Appointments are made efficiently with proper prep; results are assessed as soon as possible and communicated just as rapidly; prescriptions are filled before patients run out; questions about insurance are answered before paperwork is useless; intercommunication happens between providers better than putting that responsibility on patients themselves.

When tracking fails – which it consistently does – frustrations abound about practices – and sometimes gaps in legitimate care occur negative results.
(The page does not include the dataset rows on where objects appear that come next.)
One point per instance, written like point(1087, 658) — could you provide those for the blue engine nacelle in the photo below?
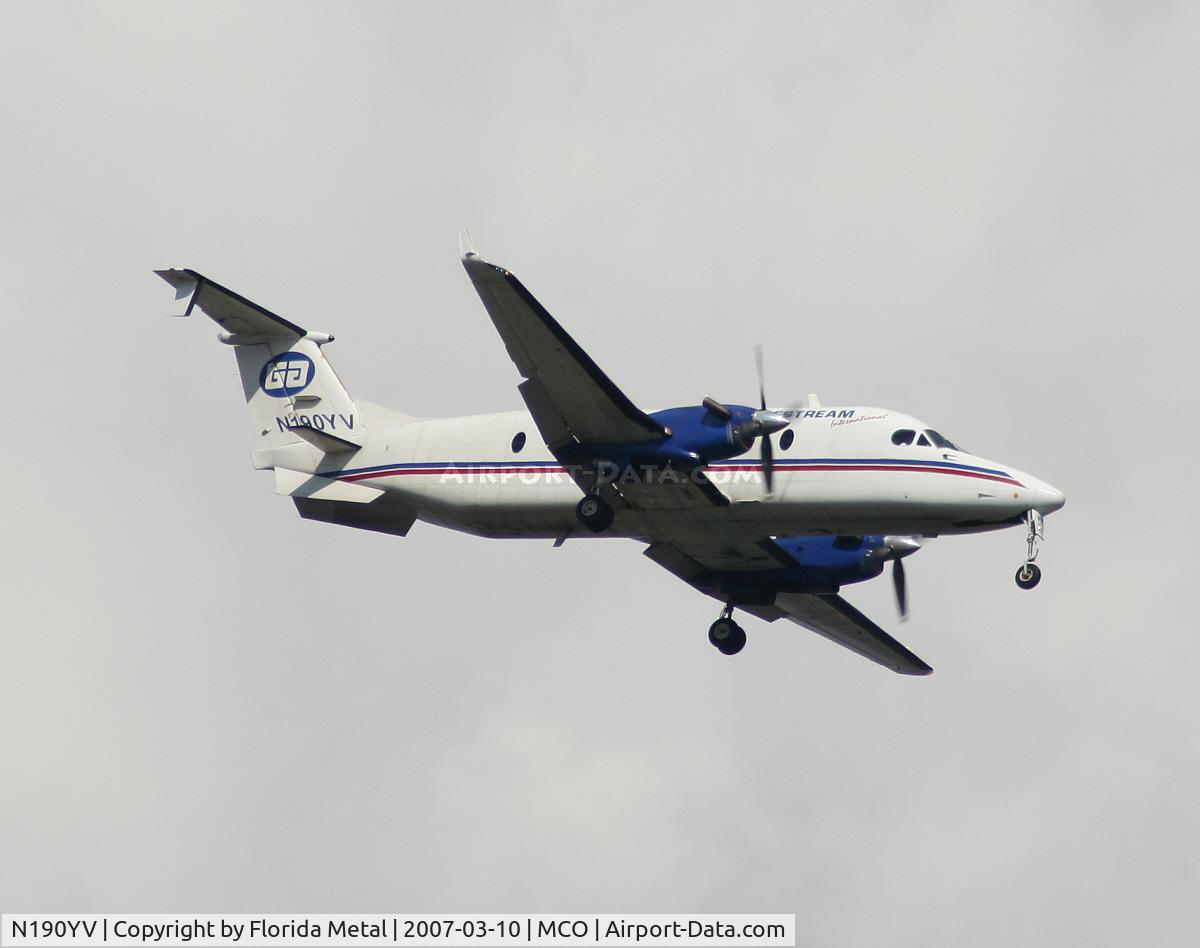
point(823, 564)
point(835, 561)
point(697, 437)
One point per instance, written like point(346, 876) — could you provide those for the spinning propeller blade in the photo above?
point(765, 424)
point(898, 581)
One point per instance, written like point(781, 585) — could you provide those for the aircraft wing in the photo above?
point(569, 396)
point(711, 567)
point(839, 622)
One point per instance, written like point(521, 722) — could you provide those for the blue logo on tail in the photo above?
point(287, 375)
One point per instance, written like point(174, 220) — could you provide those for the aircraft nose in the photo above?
point(1048, 499)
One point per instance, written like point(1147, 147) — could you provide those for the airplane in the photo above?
point(775, 533)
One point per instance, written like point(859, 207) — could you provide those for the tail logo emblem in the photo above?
point(287, 375)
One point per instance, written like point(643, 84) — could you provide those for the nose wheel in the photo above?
point(726, 635)
point(1030, 574)
point(594, 513)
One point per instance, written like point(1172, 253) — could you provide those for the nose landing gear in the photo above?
point(594, 513)
point(1030, 575)
point(726, 635)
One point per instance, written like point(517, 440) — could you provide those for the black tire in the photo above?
point(1029, 576)
point(594, 513)
point(727, 636)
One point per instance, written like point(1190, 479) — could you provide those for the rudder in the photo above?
point(292, 390)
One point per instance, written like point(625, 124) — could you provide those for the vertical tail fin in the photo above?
point(292, 391)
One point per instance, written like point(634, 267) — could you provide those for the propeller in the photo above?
point(897, 549)
point(767, 423)
point(901, 588)
point(762, 424)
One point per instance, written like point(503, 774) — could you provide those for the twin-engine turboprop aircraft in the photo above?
point(774, 533)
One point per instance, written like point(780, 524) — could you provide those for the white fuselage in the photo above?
point(839, 473)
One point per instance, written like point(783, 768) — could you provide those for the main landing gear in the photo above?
point(1030, 575)
point(594, 513)
point(726, 635)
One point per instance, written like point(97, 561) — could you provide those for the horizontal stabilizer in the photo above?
point(298, 484)
point(382, 515)
point(232, 311)
point(328, 443)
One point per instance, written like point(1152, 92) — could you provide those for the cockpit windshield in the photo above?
point(928, 438)
point(941, 442)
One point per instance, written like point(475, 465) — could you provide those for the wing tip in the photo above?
point(466, 245)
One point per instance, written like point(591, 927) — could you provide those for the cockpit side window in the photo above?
point(940, 441)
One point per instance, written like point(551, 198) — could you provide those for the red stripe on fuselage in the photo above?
point(755, 468)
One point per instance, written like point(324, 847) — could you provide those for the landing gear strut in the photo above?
point(726, 635)
point(594, 513)
point(1030, 575)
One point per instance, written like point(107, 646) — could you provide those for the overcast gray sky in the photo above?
point(985, 215)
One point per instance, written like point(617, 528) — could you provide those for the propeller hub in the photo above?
point(768, 423)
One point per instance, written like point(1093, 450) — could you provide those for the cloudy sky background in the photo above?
point(984, 215)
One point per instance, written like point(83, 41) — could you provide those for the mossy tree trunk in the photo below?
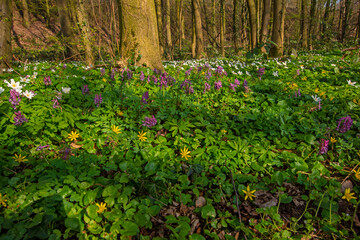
point(66, 29)
point(278, 28)
point(253, 24)
point(5, 33)
point(139, 32)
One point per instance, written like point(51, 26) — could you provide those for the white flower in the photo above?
point(316, 98)
point(351, 83)
point(66, 90)
point(28, 94)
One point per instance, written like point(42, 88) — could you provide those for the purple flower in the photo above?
point(19, 119)
point(232, 86)
point(145, 97)
point(324, 146)
point(47, 81)
point(85, 89)
point(98, 99)
point(218, 85)
point(344, 124)
point(14, 98)
point(150, 122)
point(41, 147)
point(142, 76)
point(207, 87)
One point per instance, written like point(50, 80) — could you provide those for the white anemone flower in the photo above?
point(66, 90)
point(28, 94)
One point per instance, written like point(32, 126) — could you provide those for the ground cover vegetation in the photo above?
point(206, 149)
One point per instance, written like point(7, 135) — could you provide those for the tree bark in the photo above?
point(278, 28)
point(199, 52)
point(304, 24)
point(5, 33)
point(222, 27)
point(66, 29)
point(265, 23)
point(139, 33)
point(253, 24)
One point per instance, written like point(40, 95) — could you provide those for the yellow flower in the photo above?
point(142, 137)
point(73, 136)
point(347, 195)
point(185, 153)
point(2, 200)
point(249, 193)
point(20, 158)
point(102, 207)
point(357, 173)
point(115, 129)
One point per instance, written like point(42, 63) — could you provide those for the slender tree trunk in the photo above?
point(159, 24)
point(278, 28)
point(167, 24)
point(85, 30)
point(222, 27)
point(304, 24)
point(198, 29)
point(236, 23)
point(139, 33)
point(265, 22)
point(25, 10)
point(5, 33)
point(253, 24)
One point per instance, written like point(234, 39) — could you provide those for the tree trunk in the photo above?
point(85, 30)
point(304, 24)
point(236, 24)
point(198, 29)
point(222, 27)
point(278, 28)
point(139, 33)
point(5, 33)
point(167, 24)
point(265, 22)
point(66, 29)
point(253, 25)
point(159, 24)
point(25, 10)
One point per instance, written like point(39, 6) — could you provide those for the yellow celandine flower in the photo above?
point(102, 207)
point(249, 193)
point(347, 195)
point(185, 153)
point(142, 137)
point(73, 136)
point(115, 129)
point(357, 173)
point(19, 158)
point(2, 200)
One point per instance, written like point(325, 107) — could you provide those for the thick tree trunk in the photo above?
point(159, 24)
point(278, 28)
point(139, 33)
point(85, 30)
point(265, 22)
point(25, 10)
point(222, 27)
point(304, 24)
point(253, 24)
point(66, 29)
point(5, 33)
point(198, 29)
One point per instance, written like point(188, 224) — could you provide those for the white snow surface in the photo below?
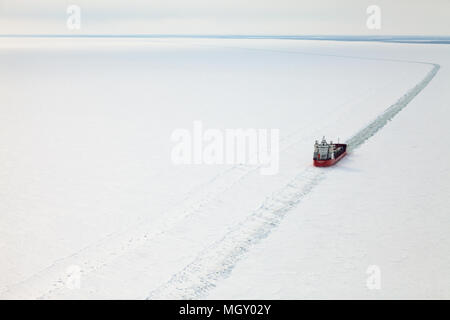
point(86, 178)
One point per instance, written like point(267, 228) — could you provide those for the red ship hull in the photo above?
point(329, 162)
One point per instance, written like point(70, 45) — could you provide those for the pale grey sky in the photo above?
point(288, 17)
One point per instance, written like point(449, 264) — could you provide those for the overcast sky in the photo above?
point(301, 17)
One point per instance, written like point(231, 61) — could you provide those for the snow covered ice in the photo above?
point(91, 205)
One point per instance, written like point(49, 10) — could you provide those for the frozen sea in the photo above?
point(88, 188)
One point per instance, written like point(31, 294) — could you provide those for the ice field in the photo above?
point(88, 188)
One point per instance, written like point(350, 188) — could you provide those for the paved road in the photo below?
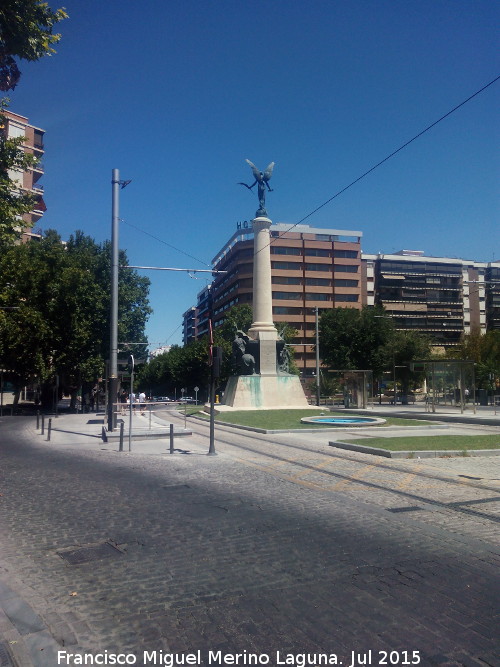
point(278, 544)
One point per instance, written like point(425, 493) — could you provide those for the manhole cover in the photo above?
point(5, 659)
point(411, 508)
point(89, 554)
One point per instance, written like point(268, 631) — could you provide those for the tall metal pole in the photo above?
point(113, 346)
point(318, 385)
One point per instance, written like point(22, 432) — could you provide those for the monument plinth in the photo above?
point(260, 357)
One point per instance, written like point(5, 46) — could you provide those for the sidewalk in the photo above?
point(223, 556)
point(89, 430)
point(484, 414)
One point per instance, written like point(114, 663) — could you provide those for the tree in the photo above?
point(408, 346)
point(25, 32)
point(14, 201)
point(351, 339)
point(484, 350)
Patients become their own case managers to ensure records went from Specialist A to PCP B instead of letting business-as-usual efforts handle getting it done themselves.

Keeping Quiet Behind The Scenes

Most patients don’t want to consider how well-organized their medical offices are until something goes wrong – a missed follow up request for an appointment due to lack of reminder systems – a random email requesting something about a prescription went overlooked – or a specialist who didn’t get a robust referral because someone failed to file paperwork along the way.

But those practices who’ve avoided such downfalls – and it’s more often than not – are not lucky – they have systems in place for adequate tracking with sufficient support staff that ensure everything’s covered based on technology and tracking.

Quality care rendered within a medical practice setting extends beyond a physician’s competencies; quality comes from an organized support system who ensures everyone has what they need when they need it.

When proper tracking is secured through technology tracked with sufficient staffing, everyone wins – from providers who can do their job by practicing instead of reading cobbled notes, support staff who aren’t stressed out and patients who receive quality care without gaps or corrections along the way.

Kishan Rana

Kishan Rana is a SEO Consultant and professional Blogger. He has 5+ years of experience in SEO. He loves Blogging Very Much.